It was once said a camel is a horse designed by committee – not unlike the deliberations over the political future of the West Midlands, in which one or two parties appear to have got the hump.
With their protracted discussions delaying the process of seizing more power for the region, our group of seven council leaders are already making a great case for the thing most oppose – an elected mayor to take the lead.
A couple of weeks ago they agreed the basics of a combined authority deal – accepting the very minimum degree of shared working and calling for a small transfer of power and funds, a bit of transport and a little economic development, from London.
As it is, they were dragged kicking and screaming to the table to agree even that pitiful deal. Perhaps the trigger for acceptance was Lord Kerslake’s report into Birmingham City Council. Or it might have been the realisation that combined working could help them cope with cuts. Maybe it is the temptation to take the devolution carrot from Chancellor George Osborne and Lord Heseltine.
Some have been forced to overcome their fear of being dominated by big Birmingham.
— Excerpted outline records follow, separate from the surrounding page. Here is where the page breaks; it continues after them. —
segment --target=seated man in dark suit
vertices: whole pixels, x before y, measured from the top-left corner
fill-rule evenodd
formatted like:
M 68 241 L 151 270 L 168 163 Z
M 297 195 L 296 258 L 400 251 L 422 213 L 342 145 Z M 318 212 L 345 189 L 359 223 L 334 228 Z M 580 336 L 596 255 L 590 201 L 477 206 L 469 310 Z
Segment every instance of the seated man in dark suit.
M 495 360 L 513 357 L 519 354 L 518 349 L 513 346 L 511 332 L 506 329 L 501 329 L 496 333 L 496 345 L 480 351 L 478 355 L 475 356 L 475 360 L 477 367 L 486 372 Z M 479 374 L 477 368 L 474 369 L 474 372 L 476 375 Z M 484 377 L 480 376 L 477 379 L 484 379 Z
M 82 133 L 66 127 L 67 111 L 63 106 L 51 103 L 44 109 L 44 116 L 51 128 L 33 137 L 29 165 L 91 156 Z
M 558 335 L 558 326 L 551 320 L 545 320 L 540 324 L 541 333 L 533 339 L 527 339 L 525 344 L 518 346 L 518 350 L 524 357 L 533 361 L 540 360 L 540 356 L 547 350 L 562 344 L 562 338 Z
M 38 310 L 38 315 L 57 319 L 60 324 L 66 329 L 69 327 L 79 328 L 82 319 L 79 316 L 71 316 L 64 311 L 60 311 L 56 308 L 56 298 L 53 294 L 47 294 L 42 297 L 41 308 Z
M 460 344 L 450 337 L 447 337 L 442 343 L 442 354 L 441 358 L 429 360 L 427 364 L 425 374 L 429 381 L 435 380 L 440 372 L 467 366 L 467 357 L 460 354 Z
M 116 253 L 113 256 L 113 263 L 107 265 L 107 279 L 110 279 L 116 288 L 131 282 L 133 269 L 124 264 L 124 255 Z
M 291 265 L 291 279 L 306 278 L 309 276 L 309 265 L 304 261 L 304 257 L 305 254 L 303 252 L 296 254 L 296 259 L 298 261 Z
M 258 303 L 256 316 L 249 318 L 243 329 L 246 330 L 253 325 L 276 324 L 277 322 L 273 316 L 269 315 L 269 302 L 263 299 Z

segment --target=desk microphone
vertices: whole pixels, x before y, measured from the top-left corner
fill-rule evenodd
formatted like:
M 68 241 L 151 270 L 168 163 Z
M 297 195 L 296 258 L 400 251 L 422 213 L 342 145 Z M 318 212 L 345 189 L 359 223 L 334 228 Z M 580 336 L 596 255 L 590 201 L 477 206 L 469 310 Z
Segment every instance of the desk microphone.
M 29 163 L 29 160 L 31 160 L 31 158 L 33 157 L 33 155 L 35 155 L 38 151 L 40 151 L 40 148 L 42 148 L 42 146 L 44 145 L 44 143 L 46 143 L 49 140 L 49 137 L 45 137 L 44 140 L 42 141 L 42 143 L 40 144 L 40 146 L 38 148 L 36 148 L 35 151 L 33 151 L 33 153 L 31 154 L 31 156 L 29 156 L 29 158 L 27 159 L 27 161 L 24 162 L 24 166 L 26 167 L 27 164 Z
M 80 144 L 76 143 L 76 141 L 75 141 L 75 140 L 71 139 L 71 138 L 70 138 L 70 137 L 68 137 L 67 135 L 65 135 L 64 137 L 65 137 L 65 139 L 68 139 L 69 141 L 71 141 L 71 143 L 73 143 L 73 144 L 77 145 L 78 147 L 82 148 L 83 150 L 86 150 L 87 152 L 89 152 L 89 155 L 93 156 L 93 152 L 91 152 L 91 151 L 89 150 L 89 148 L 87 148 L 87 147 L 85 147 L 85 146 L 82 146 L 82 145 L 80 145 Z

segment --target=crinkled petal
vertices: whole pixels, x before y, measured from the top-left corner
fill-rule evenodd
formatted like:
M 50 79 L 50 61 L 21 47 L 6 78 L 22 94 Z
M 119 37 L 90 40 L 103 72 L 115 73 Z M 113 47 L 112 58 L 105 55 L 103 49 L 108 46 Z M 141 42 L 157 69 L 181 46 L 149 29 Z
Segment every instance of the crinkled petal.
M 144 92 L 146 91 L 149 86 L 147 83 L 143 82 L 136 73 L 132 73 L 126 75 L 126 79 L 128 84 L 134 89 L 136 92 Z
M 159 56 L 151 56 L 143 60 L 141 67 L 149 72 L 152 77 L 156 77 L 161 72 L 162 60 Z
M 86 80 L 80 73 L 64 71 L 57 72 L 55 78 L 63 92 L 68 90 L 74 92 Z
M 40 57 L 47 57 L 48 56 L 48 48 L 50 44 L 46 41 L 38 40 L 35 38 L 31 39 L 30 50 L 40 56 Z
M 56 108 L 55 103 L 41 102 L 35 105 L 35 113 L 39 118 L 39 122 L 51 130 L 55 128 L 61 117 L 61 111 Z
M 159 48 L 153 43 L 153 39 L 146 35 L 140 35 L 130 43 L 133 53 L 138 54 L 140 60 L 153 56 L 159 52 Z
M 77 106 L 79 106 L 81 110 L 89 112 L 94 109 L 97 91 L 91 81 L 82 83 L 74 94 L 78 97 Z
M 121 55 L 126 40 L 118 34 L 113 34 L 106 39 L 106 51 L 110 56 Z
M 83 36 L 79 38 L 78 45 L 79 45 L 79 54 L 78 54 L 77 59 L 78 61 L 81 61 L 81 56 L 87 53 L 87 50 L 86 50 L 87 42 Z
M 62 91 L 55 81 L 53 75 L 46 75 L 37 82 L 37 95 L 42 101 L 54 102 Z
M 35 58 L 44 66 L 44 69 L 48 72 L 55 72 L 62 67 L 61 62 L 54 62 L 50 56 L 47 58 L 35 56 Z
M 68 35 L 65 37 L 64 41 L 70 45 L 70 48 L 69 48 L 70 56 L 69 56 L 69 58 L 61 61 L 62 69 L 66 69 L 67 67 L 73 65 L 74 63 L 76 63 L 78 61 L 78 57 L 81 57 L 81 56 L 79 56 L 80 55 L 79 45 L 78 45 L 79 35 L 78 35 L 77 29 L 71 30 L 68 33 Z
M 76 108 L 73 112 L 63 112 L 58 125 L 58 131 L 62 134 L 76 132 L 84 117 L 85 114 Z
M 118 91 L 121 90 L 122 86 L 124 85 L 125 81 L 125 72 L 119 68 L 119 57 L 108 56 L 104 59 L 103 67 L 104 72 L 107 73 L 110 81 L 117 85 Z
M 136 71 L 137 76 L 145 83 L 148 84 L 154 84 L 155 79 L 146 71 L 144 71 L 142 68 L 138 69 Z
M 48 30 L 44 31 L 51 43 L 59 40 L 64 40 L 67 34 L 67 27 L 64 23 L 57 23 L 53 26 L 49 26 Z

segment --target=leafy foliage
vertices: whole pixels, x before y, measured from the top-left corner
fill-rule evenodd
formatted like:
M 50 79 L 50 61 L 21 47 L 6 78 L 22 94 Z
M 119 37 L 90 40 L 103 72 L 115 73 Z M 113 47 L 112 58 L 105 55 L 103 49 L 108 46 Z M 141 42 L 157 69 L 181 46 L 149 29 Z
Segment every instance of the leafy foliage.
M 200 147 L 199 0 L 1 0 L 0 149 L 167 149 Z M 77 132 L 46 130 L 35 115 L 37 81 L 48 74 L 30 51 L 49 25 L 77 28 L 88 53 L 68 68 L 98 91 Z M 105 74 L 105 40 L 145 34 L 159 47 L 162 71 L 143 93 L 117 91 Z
For others the reluctance is a result of simple electioneering, standing up for the passionate local identity. And some, I suspect, would rather be the big fish in the tiny pond than risk being on the edge of a regional body.
Meanwhile, we have all witnessed the likes of Manchester and the other so-called Northern Powerhouse authorities being lavished with gifts from Chancellor George Osborne.
While people seem in little doubt where Greater Manchester or Merseyside are, there is poor national recognition for the West Midlands. At the moment it is most closely recognised as the police force, the safari park or perhaps as one of those large multiple-county-spanning European constituencies. As well as having little resonance nationally, there is little emotional pull locally.
Instead, as with most decisions made by political committees, it is the least offensive answer. It is, as one of my colleagues suggested, the beige option – it is comfortable and triggers no emotional response either way and more importantly nor does it trigger any association with a real place.
It also proves just why Messers Osborne and Heseltine are unwilling to hand over a full devolution package without a strong elected mayor to take the lead.
Apparently the common sense choice, ‘Greater Birmingham’, was rejected by several council leaders, including Walsall’s Mike Bird and Sandwell’s Darren Cooper, who believe their own voters will not approve of being ‘swallowed up’ by their big city neighbour.
I suspect those businesses who want their clients or investors in the Far East to know who they are dealing with will, informally, use Birmingham or Greater Birmingham in place of West Midlands. I certainly plan to use the phrase wherever possible – but then again I work for a publication with Birmingham in the title.
While Birmingham’s Sir Albert Bore was among those to be vehemently opposed to the Heart of England or similar titles – to be fair that does sound like a tourism marketing campaign rather than a global city.
Of course the name Greater Birmingham lives on, in the form of the Local Enterprise Partnership which covers just two of the seven metropolitan boroughs, but takes in a number of surrounding districts including Lichfield and Redditch.
So with the more striking titles ruled out we are left with the dismal sounding West Midlands Combined Authority or ‘WMCA’. Perhaps we can appropriate the Village People’s similar sounding YMCA for the regional anthem – it’s the only chance it has of ever catching on.